From Husemöller's 'Fiber Bundles' (slightly rephrased):
Proposition: Consider a bundle $\xi: E \to B$, and a mapping f: B' \to B. Then for any $s \in \Gamma(\xi)$ there is a \sigma: B' \to E \times_B B' defined by \sigma(b') = (b', sf(b')) that is a section of $f^*(\xi)$, and $f_\xi \sigma = s f$. If $f$ is an identification map and if $\sigma \in \Gamma(f^*(\xi))$ is such that $f_\xi \sigma$ is constant on $f^{-1}(b)$ for all $b \in B$, then there is a $s \in \Gamma(\xi)$ such that $sf = f_\xi \sigma$.

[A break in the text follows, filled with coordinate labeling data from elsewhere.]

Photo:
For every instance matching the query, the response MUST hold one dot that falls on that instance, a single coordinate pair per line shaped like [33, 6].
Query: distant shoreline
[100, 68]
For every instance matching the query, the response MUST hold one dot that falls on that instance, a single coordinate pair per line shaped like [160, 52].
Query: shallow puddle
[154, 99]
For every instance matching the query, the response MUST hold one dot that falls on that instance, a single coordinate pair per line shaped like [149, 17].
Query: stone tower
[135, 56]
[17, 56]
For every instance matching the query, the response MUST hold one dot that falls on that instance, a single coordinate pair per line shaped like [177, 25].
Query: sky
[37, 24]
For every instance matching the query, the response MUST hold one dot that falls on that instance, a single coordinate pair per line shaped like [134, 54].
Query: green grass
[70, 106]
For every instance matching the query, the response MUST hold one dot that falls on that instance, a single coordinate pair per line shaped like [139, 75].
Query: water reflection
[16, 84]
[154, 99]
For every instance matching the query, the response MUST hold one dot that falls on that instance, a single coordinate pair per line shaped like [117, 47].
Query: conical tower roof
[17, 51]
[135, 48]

Proof: [...] For the second statement, we have a factorization of $f_\xi \sigma$ by $f$, giving a map $s: B \to E$ with $sf = f_\xi \sigma$. Moreover, $\xi sf = \xi f_\xi \sigma = f f^*(\xi) \sigma = f$ and $\xi s = 1_B$, since $f$ is surjective. Then $s$ is the desired cross section.
What does 'an identification mapping' mean? Does it merely mean a surjection? I'm sure it can't mean a homeomorphism or even a bijection because that would make the second part trivial.